Tuesday, December 6, 2016

Queue sizes and yields

Real quick, I teveiw some sloppy work I ws doing on two Poisson queues, people waiting in line.

I had customers waiting in line and clerks waiting in line, and as the total number of people went large, the queues looked like they obey Newton grammar. In this model, we can look up on wiki the probability distribution of the number of people at the counter, a negative number was a clerk waiting for a customer, a loss; a positive number was a customer waiting for a clerk, a gain.

If we meet Ito's condition, we can do loss and gain over time.  Or we can look at mean to variance on the net distribution, where we find high queuelengths of customers and clerks results in a wide variation of profits and losses.  If the store owner is dealing with chaotic customers, he has to keep extra clerks at the counters, a loss.  The yield can be approximated by mean/variance on the net distribution.

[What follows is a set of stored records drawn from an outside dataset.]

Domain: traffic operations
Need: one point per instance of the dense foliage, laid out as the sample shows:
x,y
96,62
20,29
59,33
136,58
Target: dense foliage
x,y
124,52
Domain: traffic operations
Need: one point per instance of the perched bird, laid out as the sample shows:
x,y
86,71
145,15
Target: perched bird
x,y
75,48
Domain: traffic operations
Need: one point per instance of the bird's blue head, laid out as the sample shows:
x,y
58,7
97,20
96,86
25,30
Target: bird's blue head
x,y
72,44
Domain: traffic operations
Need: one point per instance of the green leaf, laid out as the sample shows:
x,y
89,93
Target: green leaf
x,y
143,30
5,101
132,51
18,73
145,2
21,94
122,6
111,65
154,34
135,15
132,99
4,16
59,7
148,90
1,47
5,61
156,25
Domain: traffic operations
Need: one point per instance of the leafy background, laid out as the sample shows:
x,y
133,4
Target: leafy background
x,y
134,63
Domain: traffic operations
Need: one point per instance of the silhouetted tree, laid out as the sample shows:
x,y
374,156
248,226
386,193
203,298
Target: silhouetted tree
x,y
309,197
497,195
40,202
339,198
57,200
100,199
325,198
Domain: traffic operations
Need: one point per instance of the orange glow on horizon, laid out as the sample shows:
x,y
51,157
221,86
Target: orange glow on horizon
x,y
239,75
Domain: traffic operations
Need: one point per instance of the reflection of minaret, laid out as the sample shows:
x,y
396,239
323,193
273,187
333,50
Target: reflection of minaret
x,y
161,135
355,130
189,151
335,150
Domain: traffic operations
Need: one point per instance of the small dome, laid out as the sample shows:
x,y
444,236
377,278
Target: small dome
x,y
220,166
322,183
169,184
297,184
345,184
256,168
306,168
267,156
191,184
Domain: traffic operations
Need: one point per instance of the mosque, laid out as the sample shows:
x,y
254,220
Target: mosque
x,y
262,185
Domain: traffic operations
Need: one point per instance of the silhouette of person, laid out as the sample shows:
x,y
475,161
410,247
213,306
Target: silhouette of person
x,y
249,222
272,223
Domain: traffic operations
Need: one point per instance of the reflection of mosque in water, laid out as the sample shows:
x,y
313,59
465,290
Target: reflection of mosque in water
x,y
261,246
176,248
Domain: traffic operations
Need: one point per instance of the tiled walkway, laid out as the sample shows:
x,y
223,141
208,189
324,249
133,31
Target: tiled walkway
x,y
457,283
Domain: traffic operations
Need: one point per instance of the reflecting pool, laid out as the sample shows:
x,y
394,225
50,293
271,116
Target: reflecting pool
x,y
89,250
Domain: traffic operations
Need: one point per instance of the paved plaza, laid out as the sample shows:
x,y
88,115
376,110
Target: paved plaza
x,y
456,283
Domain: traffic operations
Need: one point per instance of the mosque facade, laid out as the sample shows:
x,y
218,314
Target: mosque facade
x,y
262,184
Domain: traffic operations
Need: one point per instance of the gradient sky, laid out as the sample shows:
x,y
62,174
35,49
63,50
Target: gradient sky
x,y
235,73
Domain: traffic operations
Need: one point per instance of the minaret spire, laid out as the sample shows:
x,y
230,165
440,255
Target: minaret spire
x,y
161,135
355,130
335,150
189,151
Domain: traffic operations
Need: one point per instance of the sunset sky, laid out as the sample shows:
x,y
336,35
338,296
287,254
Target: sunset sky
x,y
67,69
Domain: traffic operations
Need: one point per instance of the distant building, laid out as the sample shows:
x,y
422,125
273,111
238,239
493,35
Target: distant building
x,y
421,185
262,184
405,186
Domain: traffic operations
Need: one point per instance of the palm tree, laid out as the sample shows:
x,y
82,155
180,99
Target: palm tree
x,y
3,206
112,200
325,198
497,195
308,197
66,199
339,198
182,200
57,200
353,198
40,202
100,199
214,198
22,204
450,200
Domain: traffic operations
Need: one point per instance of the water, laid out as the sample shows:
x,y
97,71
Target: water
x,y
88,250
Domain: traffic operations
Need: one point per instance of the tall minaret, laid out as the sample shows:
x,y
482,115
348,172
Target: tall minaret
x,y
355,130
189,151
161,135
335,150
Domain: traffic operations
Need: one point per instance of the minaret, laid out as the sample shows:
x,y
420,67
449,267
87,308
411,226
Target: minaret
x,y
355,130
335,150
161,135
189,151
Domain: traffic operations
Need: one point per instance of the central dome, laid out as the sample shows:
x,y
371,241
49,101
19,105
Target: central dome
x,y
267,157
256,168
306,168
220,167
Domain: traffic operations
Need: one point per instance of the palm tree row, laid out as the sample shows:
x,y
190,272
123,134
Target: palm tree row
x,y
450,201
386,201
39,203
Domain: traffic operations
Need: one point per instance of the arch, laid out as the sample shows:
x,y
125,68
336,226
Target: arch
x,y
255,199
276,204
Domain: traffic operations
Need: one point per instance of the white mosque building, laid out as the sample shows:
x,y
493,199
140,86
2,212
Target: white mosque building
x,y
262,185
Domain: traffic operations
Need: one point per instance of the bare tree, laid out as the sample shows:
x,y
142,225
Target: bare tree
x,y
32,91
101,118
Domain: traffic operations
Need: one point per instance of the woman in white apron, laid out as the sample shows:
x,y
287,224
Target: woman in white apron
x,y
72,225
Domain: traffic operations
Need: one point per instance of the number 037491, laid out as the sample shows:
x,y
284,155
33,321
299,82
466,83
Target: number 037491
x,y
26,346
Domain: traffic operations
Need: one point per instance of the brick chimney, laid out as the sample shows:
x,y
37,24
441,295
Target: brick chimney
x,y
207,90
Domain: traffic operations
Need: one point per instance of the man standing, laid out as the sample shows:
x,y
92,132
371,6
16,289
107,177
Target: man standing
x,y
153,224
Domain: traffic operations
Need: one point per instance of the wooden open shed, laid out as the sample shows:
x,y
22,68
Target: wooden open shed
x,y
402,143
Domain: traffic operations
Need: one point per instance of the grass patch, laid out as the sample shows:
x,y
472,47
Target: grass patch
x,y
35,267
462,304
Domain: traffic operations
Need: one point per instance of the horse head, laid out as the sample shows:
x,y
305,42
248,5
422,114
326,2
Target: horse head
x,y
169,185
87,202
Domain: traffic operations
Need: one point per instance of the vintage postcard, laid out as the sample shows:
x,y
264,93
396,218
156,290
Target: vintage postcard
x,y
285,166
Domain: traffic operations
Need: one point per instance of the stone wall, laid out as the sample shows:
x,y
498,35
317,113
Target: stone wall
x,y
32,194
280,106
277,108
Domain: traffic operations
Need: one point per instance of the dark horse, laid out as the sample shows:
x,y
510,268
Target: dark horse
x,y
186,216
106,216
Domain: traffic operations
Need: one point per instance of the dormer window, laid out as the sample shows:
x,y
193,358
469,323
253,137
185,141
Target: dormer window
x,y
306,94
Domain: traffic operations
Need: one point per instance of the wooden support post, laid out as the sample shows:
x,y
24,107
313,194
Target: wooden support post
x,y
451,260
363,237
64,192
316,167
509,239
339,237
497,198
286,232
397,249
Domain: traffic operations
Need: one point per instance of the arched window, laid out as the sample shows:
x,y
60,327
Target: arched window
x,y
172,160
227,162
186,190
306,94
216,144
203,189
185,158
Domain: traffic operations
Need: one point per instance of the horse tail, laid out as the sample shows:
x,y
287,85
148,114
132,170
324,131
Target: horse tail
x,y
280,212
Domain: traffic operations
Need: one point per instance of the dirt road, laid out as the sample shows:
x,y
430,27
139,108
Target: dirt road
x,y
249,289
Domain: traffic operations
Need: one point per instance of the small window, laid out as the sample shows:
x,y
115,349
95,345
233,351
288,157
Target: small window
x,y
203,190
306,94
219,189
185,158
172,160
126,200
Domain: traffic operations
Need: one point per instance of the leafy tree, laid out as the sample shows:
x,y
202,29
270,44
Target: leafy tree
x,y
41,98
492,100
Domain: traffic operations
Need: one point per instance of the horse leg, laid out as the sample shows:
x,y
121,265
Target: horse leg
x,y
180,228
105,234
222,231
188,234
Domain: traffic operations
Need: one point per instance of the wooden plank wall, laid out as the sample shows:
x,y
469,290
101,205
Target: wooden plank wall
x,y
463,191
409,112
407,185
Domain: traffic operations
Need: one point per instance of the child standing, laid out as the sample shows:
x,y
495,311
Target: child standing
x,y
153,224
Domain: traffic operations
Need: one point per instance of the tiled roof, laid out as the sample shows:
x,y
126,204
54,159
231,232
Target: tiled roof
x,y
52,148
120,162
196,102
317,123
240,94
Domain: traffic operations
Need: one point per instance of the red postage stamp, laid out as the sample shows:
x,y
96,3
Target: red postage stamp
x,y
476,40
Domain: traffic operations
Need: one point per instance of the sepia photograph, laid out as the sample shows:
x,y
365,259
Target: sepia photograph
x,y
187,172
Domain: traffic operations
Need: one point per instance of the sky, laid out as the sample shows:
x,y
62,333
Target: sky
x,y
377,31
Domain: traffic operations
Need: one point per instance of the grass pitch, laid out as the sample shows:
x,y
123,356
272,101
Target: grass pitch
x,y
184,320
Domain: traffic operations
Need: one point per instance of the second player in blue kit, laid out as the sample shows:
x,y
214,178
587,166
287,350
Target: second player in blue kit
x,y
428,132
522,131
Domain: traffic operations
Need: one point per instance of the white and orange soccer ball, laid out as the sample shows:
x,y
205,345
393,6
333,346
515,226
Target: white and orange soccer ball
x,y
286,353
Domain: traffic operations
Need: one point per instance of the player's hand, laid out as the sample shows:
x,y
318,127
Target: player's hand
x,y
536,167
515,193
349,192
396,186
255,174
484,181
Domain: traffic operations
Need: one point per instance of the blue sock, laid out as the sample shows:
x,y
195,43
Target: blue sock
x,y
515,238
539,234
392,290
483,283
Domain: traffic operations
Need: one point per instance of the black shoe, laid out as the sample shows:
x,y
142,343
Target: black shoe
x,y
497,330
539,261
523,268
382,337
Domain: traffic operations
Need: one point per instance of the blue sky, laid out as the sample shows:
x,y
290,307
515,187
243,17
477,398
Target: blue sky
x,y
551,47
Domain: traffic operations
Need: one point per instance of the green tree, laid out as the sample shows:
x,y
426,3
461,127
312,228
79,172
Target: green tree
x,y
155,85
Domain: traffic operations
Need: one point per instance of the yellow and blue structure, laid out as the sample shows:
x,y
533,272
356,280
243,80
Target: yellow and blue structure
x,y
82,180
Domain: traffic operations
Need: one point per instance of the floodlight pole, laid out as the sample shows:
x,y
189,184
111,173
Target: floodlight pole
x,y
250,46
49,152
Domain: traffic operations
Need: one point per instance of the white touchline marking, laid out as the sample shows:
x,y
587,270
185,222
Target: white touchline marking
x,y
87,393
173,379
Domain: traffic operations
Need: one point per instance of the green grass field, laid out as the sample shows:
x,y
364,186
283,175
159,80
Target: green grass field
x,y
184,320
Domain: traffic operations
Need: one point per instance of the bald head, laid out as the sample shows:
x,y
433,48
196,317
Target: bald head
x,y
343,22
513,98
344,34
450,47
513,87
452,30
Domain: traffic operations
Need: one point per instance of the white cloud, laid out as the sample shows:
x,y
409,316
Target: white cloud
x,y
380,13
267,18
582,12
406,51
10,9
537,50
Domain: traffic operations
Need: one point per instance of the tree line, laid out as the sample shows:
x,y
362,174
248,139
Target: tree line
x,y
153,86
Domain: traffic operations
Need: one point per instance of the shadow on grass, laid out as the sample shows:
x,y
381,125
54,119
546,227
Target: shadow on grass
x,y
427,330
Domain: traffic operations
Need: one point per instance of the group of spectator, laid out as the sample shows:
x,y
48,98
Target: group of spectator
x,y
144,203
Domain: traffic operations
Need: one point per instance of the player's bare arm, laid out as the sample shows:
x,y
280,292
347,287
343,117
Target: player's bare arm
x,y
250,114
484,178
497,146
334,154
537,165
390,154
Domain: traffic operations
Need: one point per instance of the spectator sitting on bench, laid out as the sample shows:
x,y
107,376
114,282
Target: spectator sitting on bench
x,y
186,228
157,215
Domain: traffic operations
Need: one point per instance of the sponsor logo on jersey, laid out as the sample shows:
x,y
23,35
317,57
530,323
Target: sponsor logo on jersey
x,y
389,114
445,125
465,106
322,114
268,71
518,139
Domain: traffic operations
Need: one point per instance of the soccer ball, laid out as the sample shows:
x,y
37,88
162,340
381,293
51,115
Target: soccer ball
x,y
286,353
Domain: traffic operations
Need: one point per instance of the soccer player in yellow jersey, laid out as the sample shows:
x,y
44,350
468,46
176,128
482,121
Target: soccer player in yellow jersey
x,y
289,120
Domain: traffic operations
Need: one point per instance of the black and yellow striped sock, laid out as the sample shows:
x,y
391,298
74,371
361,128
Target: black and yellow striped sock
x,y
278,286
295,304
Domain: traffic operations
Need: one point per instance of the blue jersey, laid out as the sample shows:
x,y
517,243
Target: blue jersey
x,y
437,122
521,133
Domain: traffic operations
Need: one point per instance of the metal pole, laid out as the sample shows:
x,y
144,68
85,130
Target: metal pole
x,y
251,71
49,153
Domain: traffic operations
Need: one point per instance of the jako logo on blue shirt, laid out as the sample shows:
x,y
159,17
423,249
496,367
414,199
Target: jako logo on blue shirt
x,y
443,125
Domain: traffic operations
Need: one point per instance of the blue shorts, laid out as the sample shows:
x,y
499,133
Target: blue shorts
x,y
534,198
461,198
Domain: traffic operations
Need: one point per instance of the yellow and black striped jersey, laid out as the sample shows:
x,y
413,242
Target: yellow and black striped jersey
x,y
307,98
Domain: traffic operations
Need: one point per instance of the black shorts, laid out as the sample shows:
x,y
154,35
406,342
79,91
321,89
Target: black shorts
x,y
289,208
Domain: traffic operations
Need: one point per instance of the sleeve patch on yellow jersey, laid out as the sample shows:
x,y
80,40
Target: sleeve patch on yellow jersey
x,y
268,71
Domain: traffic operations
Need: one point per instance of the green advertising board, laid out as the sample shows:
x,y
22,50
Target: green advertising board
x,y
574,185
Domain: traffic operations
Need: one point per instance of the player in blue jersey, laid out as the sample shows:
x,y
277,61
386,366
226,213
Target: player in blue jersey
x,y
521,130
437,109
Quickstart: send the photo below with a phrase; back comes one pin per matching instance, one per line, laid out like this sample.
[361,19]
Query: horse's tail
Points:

 What does the store owner do? He re-orders the graph.  She constructs the 10 items or less and 5 or less checkouts, re-orders the clerk work schedule, and orders inventory to match long and short sequence shoppers.  He gets a probability graph such that the nodes are checkout stands, and the queues of customers, at each node,  seldom more than three. He has discovered the theory of the customer, almost, and he has an upward sloping yield curve, with relative latency on the x axis, he can synchronize to the outside traffic and get time; Ito is happy.